Thought Leadership

What does the post-Covid leasing industry look like?

In this edited version of a keynote address given by Alfa’s Chief Technology Officer at the Leasing Life Conference in Barcelona on 17 March 2022, Andrew Flegg argues that today’s uncertainties offer the global asset and automotive finance industry an opportunity for differentiation.

This thought leadership page is just a snippet of the full keynote – follow the link at the bottom to read the full article.

Since 2020, we’ve experienced situations we’d never have imagined. This has driven changes in behaviour we wouldn’t have expected, and given us all a greater appreciation of uncertainty, as many of us have carefully studied graphs from modelling groups and epidemiologists to try and make sense of the changing situation.

At Alfa, we were fortunate we had a pandemic plan that we tested in March 2019, and were used to working virtually, as colleagues often had to work together around the world. When we decided to enact that pandemic plan, we had no idea how long we’d be remote working, or the lasting changes to working practices that’d result, but our company culture allowed us to adapt.

The future is still uncertain - whether Covid, inflation/interest rates, or the climate crisis - but uncertainty is not always a bad thing. Although we need to prepare for ongoing uncertainty, that uncertainty also gives an opportunity for differentiation - and therefore competitive advantage - through both culture and technology.

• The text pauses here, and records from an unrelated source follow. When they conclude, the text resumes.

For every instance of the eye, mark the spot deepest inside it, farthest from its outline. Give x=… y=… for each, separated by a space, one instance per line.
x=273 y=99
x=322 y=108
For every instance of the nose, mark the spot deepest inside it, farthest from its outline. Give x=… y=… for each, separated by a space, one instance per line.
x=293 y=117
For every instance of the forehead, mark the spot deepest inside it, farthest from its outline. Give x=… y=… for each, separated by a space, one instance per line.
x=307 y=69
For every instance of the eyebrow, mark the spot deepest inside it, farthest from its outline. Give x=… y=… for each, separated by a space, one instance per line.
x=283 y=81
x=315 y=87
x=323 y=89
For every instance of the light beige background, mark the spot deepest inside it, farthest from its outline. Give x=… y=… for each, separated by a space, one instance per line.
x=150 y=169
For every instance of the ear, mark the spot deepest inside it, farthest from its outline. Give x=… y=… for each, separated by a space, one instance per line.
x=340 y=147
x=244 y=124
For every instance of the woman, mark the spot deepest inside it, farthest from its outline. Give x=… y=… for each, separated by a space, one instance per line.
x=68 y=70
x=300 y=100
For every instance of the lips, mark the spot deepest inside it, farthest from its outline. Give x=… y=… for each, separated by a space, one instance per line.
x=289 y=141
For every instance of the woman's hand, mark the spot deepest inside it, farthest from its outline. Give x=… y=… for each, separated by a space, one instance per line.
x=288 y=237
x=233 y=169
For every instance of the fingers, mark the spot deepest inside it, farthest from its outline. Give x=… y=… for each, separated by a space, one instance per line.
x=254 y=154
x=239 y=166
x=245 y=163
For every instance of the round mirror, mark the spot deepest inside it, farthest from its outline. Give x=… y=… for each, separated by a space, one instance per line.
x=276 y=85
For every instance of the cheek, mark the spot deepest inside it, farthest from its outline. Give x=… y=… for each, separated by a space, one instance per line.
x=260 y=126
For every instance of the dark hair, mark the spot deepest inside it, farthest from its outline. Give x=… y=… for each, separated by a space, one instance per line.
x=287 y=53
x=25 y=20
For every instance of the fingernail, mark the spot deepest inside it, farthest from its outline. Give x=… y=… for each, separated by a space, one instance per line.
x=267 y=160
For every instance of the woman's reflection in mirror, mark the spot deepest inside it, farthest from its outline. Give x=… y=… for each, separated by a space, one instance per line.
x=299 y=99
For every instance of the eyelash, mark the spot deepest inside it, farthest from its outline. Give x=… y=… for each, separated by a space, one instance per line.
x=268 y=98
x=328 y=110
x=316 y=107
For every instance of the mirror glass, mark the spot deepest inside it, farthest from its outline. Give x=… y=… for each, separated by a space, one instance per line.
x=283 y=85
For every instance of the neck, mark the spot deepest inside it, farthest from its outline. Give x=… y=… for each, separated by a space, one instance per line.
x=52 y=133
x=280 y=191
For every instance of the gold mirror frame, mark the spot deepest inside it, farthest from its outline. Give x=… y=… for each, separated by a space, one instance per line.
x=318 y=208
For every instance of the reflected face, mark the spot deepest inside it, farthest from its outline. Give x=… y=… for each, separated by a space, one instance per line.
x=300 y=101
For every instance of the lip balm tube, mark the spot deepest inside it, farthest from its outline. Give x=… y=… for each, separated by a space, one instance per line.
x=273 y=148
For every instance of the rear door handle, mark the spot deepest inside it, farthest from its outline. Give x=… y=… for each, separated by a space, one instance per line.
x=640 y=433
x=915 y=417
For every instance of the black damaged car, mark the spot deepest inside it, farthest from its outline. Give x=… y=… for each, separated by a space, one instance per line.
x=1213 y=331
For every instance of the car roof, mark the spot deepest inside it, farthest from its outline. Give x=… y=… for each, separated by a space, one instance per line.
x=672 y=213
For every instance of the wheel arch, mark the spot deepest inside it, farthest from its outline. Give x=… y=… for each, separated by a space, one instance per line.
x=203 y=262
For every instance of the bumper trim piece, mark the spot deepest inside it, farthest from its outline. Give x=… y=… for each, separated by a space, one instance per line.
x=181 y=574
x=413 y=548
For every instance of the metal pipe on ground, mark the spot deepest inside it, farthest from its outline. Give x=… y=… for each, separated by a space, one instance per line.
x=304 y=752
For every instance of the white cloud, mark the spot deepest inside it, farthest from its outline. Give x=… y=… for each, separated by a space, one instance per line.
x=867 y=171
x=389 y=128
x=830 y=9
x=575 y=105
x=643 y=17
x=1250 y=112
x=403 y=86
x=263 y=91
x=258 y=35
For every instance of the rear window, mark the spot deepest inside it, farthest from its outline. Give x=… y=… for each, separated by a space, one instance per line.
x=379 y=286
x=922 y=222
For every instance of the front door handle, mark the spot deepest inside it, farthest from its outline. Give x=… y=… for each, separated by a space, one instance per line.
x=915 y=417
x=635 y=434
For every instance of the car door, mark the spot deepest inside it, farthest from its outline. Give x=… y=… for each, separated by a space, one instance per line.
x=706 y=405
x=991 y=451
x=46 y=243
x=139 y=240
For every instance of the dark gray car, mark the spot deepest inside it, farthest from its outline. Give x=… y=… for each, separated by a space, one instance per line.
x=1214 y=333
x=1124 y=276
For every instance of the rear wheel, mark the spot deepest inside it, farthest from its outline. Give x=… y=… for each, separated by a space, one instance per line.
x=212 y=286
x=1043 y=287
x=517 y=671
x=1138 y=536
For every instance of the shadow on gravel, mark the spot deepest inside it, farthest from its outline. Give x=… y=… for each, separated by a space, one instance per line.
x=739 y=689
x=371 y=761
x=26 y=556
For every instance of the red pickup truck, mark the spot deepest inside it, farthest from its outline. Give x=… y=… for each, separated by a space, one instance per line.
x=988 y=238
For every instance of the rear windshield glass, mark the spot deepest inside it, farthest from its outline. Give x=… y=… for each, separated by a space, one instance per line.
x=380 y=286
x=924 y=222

First off, let’s recognise we’re not in a post-Covid world yet, and there’s increasing talk that we might never be.

We’re getting back together at conferences like Leasing Life, and day-to-day restrictions are starting to loosen. But covid is still prevalent across the world, and although omicron generally had less impact than earlier variants, that was helped by vaccines and other public health measures that aren’t universal. As we see case rates increasing again, it’d be premature to assume that another variant couldn’t emerge, which - if more transmissible or dangerous - would cause us to take a step back into the measures of 2020 and 2021.

On top of the uncertainty from pandemics, we know about many other risks. In the past few weeks and months, we’ve - of course - seen Russia invade Ukraine; as well as rapidly rising inflation; Cop26; and updates from the Intergovernmental Panel on Climate Change.

The IPCC’s working group on Impacts, Adaptation and Vulnerability concluded in its recent update that the climate crisis is an unequivocal threat to human well-being. It said: “Any further delay in concerted anticipatory global action on adaptation and mitigation will miss a brief, and rapidly closing, window of opportunity to secure a liveable and sustainable future for all.” 

Read the full article

End of ICE

One of the most significant global actions to help move towards net zero is the ban of internal combustion engine (ICE) - and even the move away from plug-in hybrid-based cars and vans over the next few decades to pure battery electric or fuel-cell vehicles (BEVs and FCEVs).

Scandinavia is particularly driving the trend here, with Norway giving the most ambitious target of 2025, from when it’ll only allow new vehicles to be powered by batteries or fuel cells.

How consumers and businesses will respond to these bans is unclear.

The transition to EVs has slowed recently by the continuing disruption to supply chains, particularly semiconductors - which have meant that 1 in 5 secondhand cars in the UK are now selling for more than their brand-new equivalents. This will have an impact on residual value (RV) modelling, and the finance products that should be offered in a market where used assets can be more in demand than new ones. But what will those RVs look like when new petrol and diesel car sales are banned? How should that risk be managed?

All of this means we’re in a world of increasing uncertainty, and not all of these will provide opportunities: it’s abhorrent to consider looking for commercial advantage when we can see the humanitarian crisis caused by Russia’s invasion of Ukraine.

However, some challenges do provide the environment to innovate through the development of new products, processes, and technologies.